Die Idee von invisible marketing ist, kurz gesagt, dass man Marketing macht, ohne dass es der potenzielle Kunde merkt. Es ist eine subtile Form des Marketing, wo die Marketing- bzw. Werbe-Botschaften “versteckt” und dadurch vermeintlich sympathischer daher kommen.

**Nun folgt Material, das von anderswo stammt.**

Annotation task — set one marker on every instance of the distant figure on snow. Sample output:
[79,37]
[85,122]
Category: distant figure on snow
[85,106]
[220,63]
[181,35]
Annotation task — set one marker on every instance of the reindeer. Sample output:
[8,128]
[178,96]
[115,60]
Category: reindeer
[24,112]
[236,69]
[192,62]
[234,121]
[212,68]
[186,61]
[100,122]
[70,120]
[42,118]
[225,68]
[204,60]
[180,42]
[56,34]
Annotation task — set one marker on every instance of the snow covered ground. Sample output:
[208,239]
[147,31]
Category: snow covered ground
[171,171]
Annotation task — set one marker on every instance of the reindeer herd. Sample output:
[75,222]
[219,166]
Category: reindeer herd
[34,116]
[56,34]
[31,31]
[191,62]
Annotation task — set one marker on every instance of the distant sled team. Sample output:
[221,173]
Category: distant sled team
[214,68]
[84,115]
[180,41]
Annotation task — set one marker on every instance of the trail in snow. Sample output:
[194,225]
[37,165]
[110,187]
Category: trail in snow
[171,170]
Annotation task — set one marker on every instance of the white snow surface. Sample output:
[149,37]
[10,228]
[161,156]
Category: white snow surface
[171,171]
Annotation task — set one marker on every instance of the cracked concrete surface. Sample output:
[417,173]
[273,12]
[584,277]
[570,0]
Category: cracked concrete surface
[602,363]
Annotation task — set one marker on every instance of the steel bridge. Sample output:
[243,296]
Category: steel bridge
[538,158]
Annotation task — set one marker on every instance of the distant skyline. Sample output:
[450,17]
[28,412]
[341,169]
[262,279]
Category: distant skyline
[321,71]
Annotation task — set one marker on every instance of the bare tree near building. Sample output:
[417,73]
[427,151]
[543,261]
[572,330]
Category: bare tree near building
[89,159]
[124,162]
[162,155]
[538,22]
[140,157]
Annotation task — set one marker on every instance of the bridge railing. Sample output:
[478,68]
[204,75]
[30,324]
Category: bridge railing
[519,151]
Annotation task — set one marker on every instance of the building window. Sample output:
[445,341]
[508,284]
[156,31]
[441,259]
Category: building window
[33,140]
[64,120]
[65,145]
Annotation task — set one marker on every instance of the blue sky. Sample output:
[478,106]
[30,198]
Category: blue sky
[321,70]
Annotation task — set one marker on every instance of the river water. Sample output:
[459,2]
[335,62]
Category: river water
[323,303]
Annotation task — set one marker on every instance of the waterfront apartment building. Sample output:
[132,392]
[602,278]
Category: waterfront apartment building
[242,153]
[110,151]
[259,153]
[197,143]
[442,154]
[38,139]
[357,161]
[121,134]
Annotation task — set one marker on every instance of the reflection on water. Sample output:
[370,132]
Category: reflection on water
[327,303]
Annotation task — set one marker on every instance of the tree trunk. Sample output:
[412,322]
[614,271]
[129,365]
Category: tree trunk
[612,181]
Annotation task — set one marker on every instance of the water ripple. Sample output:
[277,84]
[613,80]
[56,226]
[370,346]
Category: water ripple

Ich kann mir gut vorstellen, dass invisible marketing als Konzept besonders für jene Menschen interessant ist, die sich mit der Vorstellung von Selbstvermarktung generell schwer tun oder überhaupt meinen, Marketing und Verkauf wären Teufelszeug.

Ich bin mir aber nicht sicher, ob ein neuer Begriff uns Solopreneuren tatsächlich dabei hilft, die Herausforderung Marketing für uns zu lösen. Vor allem dann nicht, wenn Konzepte wie invisible marketing zu dem (falschen) Eindruck führen, dass wir auch ohne Marketing (also quasi “unsichtbar”) erfolgreich sein können.

Denn Marketing ist es, und Marketing bleibt es – egal, welches Modewort wir davor stellen.